An act of delegation pursuant to s 28 is an important matter which takes an action out of the mainstream course of litigation. Not only must the relevant order clearly stipulate for a delegation of the type envisaged by the section, but it must also specifically express the nature and range of powers to be exercised.
It seems to me that, in the instant case, a failure to do either of these things merely reflected an imperfect comprehension by both the parties and the learned magistrate of the nature of the process created by s 28 and the reason why the powers of the delegate had to be spelt out.
With respect, I agree with the conclusion of the learned District Court Judge that the order made was misconceived and ineffectual, by reason of its failure to define the powers to be exercised. That, in turn, led to a misconception by Mr Sarah of the nature of the exercise upon which he thought himself to be embarking and of his power to “consolidate” it with the primary matter before him. The learned District Court Judge was well justified in revoking it.
Having regard to her initial conclusions, the learned District Court Judge did not find it necessary to consider those grounds of the application before her which raised discretionary issues.
I would merely comment as to this that, having regard to the widely differing exercises involved and the marked differences of evidentiary approach mandated by the CA Act and the Magistrates Court Act respectively, an attempt to deal with the two types of proceeding together is akin to an attempt to mix oil and water. It would certainly be fraught with major procedural and evidentiary difficulty.

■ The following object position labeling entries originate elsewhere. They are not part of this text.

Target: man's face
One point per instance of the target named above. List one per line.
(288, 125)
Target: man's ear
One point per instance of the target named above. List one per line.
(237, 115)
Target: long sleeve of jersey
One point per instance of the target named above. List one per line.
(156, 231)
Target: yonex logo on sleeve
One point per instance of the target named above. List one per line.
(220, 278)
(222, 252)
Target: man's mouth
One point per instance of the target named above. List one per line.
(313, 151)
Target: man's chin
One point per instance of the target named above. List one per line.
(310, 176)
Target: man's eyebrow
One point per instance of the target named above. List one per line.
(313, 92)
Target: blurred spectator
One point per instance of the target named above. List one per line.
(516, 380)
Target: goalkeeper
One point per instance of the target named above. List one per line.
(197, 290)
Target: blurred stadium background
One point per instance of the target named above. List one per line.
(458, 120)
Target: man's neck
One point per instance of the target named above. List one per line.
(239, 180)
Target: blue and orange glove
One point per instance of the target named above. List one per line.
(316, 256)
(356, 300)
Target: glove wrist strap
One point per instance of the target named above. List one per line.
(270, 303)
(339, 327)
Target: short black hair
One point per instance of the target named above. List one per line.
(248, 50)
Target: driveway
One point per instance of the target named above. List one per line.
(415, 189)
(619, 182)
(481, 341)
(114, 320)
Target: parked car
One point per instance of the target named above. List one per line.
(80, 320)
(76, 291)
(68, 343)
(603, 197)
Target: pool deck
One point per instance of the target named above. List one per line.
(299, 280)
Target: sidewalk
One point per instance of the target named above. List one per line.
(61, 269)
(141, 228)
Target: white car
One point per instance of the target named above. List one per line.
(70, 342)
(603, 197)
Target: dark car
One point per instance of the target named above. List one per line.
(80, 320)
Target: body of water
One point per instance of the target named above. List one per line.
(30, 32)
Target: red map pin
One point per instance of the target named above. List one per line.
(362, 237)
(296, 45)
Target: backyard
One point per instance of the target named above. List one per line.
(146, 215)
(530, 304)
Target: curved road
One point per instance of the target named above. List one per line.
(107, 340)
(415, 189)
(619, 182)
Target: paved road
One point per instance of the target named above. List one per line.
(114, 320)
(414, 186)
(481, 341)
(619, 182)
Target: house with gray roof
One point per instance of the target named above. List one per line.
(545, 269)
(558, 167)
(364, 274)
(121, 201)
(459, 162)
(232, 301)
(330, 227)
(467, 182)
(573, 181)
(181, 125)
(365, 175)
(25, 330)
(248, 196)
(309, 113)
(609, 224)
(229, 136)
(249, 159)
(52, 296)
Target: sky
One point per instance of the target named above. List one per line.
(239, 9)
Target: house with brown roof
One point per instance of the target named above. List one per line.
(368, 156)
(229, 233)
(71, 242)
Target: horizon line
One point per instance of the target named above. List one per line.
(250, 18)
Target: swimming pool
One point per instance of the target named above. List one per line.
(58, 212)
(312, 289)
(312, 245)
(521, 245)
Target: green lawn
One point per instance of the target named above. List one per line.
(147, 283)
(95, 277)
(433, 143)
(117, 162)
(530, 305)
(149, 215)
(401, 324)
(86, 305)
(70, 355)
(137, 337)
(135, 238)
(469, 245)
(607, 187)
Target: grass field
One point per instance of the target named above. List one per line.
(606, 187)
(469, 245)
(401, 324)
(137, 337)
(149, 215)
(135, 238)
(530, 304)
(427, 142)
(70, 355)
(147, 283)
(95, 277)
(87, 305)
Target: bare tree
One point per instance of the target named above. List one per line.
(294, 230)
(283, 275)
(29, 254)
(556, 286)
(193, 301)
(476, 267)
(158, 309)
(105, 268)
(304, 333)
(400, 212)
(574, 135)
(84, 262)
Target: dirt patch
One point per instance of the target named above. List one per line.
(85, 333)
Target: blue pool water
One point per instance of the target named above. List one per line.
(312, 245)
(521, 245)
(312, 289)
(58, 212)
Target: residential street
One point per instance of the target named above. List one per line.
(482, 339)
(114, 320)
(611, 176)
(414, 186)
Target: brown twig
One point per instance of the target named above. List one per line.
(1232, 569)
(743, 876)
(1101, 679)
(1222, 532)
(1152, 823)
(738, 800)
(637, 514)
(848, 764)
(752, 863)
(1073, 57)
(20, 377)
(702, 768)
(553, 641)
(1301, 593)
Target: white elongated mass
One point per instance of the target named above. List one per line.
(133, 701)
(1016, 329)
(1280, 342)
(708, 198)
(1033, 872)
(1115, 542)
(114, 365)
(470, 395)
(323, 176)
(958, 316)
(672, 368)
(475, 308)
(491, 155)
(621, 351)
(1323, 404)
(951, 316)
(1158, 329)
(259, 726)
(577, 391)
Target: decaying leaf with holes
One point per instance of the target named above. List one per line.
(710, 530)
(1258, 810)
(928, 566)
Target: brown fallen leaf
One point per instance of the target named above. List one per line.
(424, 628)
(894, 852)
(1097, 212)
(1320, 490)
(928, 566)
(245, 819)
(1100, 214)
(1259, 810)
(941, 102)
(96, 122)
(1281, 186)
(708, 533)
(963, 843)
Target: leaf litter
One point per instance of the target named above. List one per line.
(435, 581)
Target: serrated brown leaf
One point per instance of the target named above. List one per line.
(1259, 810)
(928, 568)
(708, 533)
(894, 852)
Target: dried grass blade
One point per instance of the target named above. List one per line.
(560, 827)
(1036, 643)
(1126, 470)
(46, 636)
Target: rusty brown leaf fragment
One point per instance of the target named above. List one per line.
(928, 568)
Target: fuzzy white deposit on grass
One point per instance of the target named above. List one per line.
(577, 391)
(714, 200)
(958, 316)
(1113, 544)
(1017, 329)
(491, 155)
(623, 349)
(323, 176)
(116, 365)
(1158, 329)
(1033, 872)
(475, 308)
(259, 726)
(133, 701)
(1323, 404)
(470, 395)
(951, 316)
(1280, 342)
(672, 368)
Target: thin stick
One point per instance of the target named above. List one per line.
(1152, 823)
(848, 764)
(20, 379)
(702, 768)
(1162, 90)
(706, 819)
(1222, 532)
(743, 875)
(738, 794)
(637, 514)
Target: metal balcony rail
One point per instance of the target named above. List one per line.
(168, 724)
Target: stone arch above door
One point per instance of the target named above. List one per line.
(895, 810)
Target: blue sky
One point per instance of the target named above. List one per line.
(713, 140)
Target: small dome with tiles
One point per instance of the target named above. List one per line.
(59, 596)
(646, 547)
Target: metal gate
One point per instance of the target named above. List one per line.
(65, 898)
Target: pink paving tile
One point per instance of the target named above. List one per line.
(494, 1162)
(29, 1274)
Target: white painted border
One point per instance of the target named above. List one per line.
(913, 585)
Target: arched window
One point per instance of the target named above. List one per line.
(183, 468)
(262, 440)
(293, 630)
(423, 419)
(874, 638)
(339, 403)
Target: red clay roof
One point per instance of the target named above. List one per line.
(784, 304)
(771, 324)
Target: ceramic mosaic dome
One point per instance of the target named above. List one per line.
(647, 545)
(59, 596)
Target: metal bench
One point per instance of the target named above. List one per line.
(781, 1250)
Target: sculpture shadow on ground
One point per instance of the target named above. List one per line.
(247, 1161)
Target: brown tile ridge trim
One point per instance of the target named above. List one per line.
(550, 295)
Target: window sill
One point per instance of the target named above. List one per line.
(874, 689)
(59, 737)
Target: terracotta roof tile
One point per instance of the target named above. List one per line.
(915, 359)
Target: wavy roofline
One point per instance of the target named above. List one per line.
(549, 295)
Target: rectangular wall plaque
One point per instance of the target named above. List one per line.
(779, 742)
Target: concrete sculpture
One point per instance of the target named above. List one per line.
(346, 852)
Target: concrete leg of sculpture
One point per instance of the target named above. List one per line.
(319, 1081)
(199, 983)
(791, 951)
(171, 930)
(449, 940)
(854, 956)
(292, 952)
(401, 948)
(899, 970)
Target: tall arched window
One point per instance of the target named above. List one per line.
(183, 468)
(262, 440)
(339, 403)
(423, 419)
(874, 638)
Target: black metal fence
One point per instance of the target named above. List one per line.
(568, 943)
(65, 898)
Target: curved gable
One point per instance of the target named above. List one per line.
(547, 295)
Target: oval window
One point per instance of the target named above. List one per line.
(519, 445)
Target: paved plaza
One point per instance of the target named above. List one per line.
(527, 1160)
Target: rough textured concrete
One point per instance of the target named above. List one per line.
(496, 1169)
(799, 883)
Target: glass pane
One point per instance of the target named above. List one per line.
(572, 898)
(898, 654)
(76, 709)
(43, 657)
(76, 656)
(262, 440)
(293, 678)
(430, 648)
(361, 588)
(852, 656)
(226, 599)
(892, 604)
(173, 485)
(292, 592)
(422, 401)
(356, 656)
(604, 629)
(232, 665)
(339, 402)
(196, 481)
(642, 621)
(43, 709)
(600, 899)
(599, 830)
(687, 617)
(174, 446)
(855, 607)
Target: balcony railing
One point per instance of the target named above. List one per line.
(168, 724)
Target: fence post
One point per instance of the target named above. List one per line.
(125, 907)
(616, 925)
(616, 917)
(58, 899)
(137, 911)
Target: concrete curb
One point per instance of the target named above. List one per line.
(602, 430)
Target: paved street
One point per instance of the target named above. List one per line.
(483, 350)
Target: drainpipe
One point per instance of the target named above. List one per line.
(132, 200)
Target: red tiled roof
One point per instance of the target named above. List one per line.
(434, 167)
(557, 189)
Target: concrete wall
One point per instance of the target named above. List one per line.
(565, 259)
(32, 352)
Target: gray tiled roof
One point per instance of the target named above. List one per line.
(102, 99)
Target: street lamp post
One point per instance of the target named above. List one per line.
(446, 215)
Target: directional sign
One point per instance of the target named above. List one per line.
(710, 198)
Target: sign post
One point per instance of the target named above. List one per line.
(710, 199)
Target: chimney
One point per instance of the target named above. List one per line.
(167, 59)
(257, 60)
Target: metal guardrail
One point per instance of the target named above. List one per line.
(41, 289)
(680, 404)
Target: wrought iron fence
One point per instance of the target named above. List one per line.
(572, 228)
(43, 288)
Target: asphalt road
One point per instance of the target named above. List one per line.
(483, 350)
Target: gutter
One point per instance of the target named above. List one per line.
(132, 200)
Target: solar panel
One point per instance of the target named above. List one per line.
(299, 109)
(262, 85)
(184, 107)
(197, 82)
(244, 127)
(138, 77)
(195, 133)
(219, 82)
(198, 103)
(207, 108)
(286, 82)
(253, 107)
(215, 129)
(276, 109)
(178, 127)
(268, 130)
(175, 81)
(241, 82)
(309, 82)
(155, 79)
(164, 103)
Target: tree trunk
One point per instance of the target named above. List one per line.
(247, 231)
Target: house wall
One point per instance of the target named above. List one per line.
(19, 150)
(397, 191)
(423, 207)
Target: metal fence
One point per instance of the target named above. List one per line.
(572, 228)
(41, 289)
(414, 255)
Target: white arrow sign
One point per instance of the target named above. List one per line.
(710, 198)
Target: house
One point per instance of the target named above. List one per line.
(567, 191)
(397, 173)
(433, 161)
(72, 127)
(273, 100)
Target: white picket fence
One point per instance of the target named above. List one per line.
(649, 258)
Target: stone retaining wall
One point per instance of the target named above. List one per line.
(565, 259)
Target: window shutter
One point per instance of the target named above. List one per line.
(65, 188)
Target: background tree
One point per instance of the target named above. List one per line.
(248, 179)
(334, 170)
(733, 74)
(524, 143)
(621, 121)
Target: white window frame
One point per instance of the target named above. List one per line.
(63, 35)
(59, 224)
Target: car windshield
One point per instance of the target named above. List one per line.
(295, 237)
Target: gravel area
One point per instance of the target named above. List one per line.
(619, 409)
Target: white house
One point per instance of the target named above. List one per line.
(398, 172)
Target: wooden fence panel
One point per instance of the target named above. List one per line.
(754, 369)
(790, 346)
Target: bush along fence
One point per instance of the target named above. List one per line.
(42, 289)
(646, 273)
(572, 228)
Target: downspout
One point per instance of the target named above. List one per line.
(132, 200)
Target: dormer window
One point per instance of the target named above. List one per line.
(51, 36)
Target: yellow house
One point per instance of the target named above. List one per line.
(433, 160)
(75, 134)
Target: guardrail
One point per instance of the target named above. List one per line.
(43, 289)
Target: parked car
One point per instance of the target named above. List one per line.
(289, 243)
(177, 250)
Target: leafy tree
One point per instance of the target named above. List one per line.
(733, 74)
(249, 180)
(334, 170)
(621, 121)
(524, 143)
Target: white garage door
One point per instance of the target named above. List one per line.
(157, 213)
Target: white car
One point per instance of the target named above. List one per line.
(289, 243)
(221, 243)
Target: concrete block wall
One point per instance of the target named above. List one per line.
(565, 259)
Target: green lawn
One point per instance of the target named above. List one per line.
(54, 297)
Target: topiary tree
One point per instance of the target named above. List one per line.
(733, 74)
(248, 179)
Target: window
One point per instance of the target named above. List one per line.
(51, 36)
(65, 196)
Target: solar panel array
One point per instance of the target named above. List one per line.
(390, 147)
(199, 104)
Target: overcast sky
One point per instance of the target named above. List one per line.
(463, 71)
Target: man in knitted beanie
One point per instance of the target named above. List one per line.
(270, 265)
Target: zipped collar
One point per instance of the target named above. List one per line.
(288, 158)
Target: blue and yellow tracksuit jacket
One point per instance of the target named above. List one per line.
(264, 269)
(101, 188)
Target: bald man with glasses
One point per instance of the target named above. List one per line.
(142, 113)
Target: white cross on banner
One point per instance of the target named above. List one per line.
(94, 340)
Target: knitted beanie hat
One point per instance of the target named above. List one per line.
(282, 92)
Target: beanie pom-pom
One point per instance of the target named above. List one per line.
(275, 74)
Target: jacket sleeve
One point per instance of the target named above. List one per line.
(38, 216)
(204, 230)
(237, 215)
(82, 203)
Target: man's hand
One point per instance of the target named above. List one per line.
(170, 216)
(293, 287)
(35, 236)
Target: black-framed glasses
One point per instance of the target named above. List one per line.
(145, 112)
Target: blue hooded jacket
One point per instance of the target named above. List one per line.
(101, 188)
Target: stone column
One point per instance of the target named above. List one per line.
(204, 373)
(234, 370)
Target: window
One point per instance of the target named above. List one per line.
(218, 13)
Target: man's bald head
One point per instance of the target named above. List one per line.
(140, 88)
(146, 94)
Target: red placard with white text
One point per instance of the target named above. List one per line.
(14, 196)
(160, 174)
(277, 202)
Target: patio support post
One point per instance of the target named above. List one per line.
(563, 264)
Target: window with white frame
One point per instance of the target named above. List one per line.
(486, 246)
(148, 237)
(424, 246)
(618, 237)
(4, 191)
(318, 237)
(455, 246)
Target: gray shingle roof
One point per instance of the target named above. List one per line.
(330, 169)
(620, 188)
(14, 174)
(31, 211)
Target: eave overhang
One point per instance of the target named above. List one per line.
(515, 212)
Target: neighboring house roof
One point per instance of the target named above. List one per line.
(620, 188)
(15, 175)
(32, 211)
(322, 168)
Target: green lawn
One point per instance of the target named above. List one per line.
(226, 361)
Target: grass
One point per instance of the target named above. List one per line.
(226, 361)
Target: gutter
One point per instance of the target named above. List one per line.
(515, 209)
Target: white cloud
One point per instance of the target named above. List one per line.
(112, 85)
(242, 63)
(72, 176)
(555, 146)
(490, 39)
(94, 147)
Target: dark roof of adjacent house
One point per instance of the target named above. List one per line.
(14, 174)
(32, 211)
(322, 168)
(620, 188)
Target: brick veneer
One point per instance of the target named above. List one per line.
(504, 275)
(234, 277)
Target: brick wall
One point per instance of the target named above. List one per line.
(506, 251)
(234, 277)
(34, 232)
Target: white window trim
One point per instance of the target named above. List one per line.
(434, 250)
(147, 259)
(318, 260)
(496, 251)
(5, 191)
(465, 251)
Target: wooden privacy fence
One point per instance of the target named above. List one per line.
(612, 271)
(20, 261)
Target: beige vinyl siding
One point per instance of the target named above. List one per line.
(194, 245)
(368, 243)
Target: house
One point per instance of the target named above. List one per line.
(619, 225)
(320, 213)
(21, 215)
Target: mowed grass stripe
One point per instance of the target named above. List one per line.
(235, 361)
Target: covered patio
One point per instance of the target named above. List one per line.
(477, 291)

As an exercise of discretion I would have revoked the order in any event, particularly in light of how the “arbitrator” proposed to deal with the situation. It is obvious that he, too, had misconceived the nature of his task.
That is not to say that there may not be considerable merit in the making of some new, properly structured order, now, pursuant to s 33 of the District Court Act, which, perhaps, envisages a specialist “arbitrator” such as Mr Sarah trying the issues arising in this action as an “end on” third party process to the primary arbitration. However, that is for another day.
I simply content myself with concluding that I am not persuaded that there is a fairly arguable and substantial basis for contending that the learned District Court Judge fell into error.
The application for leave to appeal must be dismissed.